After 669 years as a monastery, mansion and almshouse, the Charterhouse will finally open to the public this week
Just north of Smithfield Market, the Charterhouse is a strong contender for the most historically interesting site in central London that no one’s really heard of. You may well have seen its picturesque courtyards and cloisters on film, though: their credits include playing Pip’s childhood home in Great Expectations, a field hospital in Downton Abbey and the backdrop to Tom Hardy’s dark machinations in Regency drama Taboo. But this Friday, the opening of a new museum and the launch of regular tours will mark the first time in its 669-year history that this curious complex has been open to the public on anything more than an ad hoc basis.
For its coming out, the Charterhouse has adopted the slogan “living the nation’s history since 1348” and the hubris is not misplaced. The site began life as a Carthusian monastery where monks spent their days praying for the souls of the Black Plague victims buried in mass graves nearby. After the dissolution of the monasteries it was rebuilt as a Tudor mansion that played host to Queen Elizabeth I and King James. In 1611, the wealthy merchant Thomas Sutton bought the estate and, in what was perhaps the most lavish act of philanthropy of its time, turned it into a school (since moved out to Surrey) and an almshouse for gentlemen pensioners “ruined by shipwreck or other calamity”.

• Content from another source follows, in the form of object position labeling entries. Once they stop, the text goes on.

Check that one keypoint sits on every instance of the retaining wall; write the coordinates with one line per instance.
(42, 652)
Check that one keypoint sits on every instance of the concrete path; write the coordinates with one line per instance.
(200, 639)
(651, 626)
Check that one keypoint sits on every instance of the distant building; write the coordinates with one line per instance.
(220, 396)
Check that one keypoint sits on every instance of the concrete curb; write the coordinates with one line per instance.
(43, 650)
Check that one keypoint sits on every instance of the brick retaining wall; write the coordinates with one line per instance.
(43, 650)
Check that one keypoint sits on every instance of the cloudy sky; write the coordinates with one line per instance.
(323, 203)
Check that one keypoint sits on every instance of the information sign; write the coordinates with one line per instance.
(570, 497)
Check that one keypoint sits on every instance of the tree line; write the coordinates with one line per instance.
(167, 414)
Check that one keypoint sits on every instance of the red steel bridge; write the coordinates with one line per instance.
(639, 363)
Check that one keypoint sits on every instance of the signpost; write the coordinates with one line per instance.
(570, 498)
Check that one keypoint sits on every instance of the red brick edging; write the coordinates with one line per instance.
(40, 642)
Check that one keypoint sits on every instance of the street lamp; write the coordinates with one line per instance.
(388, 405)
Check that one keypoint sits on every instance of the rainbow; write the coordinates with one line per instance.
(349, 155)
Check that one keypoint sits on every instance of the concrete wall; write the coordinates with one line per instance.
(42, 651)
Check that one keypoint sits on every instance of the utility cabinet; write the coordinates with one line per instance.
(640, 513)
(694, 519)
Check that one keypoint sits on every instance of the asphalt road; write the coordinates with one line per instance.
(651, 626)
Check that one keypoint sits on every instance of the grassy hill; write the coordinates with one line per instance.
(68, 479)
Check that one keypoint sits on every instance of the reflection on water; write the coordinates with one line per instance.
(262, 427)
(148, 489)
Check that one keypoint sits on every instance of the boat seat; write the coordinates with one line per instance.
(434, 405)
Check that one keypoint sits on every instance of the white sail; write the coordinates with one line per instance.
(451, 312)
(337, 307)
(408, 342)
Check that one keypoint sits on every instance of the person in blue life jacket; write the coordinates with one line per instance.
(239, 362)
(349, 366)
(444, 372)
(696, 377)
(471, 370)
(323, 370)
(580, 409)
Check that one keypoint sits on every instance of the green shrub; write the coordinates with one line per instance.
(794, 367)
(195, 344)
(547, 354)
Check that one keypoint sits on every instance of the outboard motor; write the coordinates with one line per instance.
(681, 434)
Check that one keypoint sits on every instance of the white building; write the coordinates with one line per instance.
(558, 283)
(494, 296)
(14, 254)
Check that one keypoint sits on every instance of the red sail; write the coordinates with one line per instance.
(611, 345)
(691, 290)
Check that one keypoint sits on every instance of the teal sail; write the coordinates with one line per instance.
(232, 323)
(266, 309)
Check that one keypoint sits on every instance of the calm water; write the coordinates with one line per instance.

Today the Charterhouse is still an almshouse home to more than 40 residents known as “brothers” (a label stripped of its religious connotations), men who have been admitted on the grounds that they are over 60, single and in need of financial or social support. Because most current residents learned of the unusual set-up via word of mouth it has generally attracted a particular clientele. “Most of the guys here are middle-class,” development director Dominic Tickell tells me. “They’re people who suddenly get to the age of 60, 65, 70 and realise they can’t get on [alone].”
We are standing in the Charterhouse’s largest, most verdant courtyard, a place where the only reminder of the clamorous city beyond these high walls is a single Barbican Estate tower, jutting skyward to the south. It is the first truly sunny day in January and brothers in smart day suits amble past us shouting plummy-accented hellos.
In the new museum, visitors will be able to watch videos of the current brothers’ daily routine. They will also be able to gawp at artefacts from the Charterhouse’s less tranquil interludes: there is a skeleton from the neighbouring plague pit and a 16th-century engraving showing the gory murder of the Carthusian monks by Henry VIII’s men. This was once the Duke of Norfolk’s home, and in a cupboard marked “Secrets” visitors can read copies of the ciphered letters that proved him guilty him of conspiring to put Mary Stuart on the throne.
This small but interesting collection of artefacts should be seen in conjunction with a guided tour. The Charterhouse tells its history best through its buildings, which range in style from medieval to modern, taking in most things in between. Structures have gone up around or on top of their predecessors, such as the medieval cloister - one cell door is still visible - which Norfolk turned into a passageway leading to his tennis courts. Some important features have been moved wholesale from one part of the complex to another, others are old imitations of even earlier styles. Adding to this picturesque architectural commotion is the fact that many buildings were destroyed by incendiary bombs in 1941 and no one is precisely sure where the postwar reconstruction begins and ends.
There is a fear among some commentators, and indeed some brothers, that this new, public chapter at the Charterhouse will throw the historically self-contained community off balance. It is a fair concern: right now this feels like an outpost of institutional eccentricity, and the transition to national treasure status, which seems inevitable, may transform its peculiarities into something that feels more studied - twee, even.
But brothers who find the visitors to be an unwelcome presence might spare a thought for the Charterhouse’s 16th-century owner Sir Edward North, who was so financially crippled by Queen Elizabeth I’s last stay here in 1561 that, the story goes, he promptly retired from court and spent the rest of his life as a social recluse. Unlike the Queen, at least this coming wave of visitors will be gone by 6pm.